ATHENS – After Greek workers, pensioners and the poor have been buried with harsh austerity measures and big taxes the last 9 ½ years, and rich Greeks are hiding their money in secret foreign bank accounts, the new New Democracy government is readying to invite the world’s super-rich to bring their money and will give them incentives to do it.

Using an Italian model, a clause will be included in next month’s tax bill aimed at individuals and corporations with large deposits with schemes to lure them to register with tax authorities in Greece, said Kathimerini, with no apparent plans to do the same for weary Greeks and offering significant incentives for registering with the Greek tax authorities.

Finance Ministry officials are said to believe the timing is right with the scheduled Oct. 31 departure of the United Kingdom from the European Union, barring another extension, and with the rich in London perhaps looking for other places to put their money.

It wasn’t explained how Greece, still coming out of a long economic and austerity crisis and with sky-high taxes – the new government cut the corporate rate from 29 to 24 percent and plan to lower it to 20 percent to aid business but no income tax cuts reported coming – could be attractive as a tax haven given the country’s volatile tax laws that change frequently.

Thousands of businesses during the crisis moved their headquarters outside the country, including some of Greece’s biggest names and many wealthy Greeks don’t use Greek banks with laws allowing the government to confiscate bank accounts and safe deposit box holdings.

The ministry examined the models applied in other countries, such as Malta, Cyprus and Portugal, before picking one from Italy, the paper said, which provides for a fixed payment of annual tax of 100,000 euros ($110,257) on the global income of taxpayers, plus 25,000 euros ($27,564) per dependent family member for incomes earned outside the country.
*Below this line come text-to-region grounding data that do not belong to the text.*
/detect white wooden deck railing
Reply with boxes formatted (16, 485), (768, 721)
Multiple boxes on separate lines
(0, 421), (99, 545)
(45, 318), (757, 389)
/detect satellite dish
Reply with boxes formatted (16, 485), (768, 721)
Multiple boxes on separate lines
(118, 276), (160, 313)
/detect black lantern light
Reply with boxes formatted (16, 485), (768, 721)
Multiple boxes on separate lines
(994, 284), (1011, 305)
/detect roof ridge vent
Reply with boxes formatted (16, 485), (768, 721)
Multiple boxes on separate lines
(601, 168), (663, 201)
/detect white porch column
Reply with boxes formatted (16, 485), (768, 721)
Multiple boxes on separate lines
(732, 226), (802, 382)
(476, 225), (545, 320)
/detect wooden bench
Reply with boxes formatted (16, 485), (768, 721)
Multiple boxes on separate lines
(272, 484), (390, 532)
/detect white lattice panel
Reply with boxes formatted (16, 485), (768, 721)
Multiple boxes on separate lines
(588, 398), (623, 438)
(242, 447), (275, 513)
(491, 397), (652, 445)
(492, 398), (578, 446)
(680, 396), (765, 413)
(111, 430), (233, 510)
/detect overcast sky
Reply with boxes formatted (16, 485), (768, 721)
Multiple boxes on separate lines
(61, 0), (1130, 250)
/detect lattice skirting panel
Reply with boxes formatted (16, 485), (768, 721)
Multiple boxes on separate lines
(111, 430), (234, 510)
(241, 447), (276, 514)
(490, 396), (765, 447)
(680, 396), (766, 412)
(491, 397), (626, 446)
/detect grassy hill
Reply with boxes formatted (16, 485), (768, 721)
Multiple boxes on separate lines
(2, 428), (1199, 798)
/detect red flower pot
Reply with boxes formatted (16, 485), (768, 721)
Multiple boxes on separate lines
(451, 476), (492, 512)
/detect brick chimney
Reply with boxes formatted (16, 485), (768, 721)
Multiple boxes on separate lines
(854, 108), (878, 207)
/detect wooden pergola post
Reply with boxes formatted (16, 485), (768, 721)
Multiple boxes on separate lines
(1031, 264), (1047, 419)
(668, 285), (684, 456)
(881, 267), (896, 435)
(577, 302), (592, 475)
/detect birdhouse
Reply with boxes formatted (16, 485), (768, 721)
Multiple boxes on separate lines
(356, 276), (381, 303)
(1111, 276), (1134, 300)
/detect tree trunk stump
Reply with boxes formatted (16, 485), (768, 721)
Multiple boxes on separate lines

In Italy that meant they had to take up tax residency in the country and have been paying taxes in another country for at least nine of the previous 10 years before applying. They would also have to take up permanent residence at least 183 days a year, non-consecutive.
The status will expire after 15 years without the option of renewal and can be revoked if the beneficiary asks, without the option of renewal later on.